Overall sales of new software licenses, a closely watched measure in the corporate software business, grew 17 percent to $2.48 billion. New license revenue from database and middleware increased 18 percent, while license revenue from its application software was up 13 percent, somewhat lower than some analysts had expected. Services revenue increased 26 percent, to $1.1 billion.

Oracle’s co-president and chief financial officer, Safra A. Catz, told analysts that she expected sales of new software licenses to increase 20 percent to 30 percent in the first quarter compared with the quarter a year ago, and that revenue would increase 19 percent to 21 percent.

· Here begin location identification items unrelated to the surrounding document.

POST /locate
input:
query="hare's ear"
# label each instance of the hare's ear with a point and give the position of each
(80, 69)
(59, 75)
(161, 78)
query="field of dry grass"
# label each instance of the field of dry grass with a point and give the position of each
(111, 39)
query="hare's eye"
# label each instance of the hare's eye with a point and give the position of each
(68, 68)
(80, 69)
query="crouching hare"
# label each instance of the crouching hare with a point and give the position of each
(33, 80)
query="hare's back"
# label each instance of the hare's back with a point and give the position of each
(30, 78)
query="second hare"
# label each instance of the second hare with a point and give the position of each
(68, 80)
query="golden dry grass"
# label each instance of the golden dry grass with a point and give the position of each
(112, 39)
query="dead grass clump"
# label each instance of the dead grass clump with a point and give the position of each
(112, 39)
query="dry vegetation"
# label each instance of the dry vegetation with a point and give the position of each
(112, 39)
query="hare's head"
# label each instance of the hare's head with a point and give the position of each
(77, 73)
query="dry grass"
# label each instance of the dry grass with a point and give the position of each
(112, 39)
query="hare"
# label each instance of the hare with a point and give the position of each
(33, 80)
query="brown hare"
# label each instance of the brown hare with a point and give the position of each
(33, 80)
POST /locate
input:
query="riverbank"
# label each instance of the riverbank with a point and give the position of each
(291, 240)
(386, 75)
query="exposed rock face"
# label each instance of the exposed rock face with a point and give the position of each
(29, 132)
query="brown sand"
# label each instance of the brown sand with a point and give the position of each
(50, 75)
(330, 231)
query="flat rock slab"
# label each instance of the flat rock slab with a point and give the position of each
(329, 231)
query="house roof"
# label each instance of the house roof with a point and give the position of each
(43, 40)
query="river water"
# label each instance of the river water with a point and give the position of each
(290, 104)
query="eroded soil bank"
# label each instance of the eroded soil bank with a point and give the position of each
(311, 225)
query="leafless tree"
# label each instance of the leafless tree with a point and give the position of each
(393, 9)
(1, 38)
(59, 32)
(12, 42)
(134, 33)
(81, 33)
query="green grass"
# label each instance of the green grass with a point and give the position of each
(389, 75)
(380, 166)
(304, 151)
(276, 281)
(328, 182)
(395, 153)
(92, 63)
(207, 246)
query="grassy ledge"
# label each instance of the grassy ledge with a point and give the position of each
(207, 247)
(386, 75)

The company expected earnings of 21 cents a share, excluding items, in the first quarter, largely in line with estimates.

Shares of Oracle rose more than 1 percent in after-hours trading, after release of the report, after declining 32 cents to close at $19.16 in regular trading. The stock has risen about 12 percent this year and last week closed at a 52-week-high.

In recent weeks, several analysts issued research notes speculating that Oracle had closed several large transactions that would buoy its fourth-quarter results. But Ms. Catz largely dismissed the reports. “Q4 was very broad-based and not dependent on any very large transactions,” she said.

Oracle executives said that the company appeared to be taking market share from SAP of Germany and I.B.M., as well as from BEA Systems.

Charles Phillips, Oracle’s co-president, said the strategy of combining technology from acquisitions was proving more successful than SAP’s strategy of “trying to build everything themselves using a 1970s-era proprietary programming language.”

The quarter’s strong performance was attributed in part to revenue from products that Oracle did not own last year, as well as to sales of technology Oracle acquired through its purchase of Siebel in 2005 and PeopleSoft in 2004. In the quarter, Oracle closed its acquisition of Hyperion Solutions, a maker of software for reporting financial information that it bought for $3.3 billion.

In May, Oracle announced plans to purchase the Agile Software Corporation, a maker of product tracking software, for $495 million.

Lawrence J. Ellison, Oracle’s chief executive, told analysts in the conference call that Oracle would continue acquiring companies to enter new markets and bolster its product line.

In March, Oracle filed suit against SAP and accused it of intruding into its computer systems to carry out corporate theft. The companies are fierce competitors in the market for software that corporations use to manage finances, human resources and sales.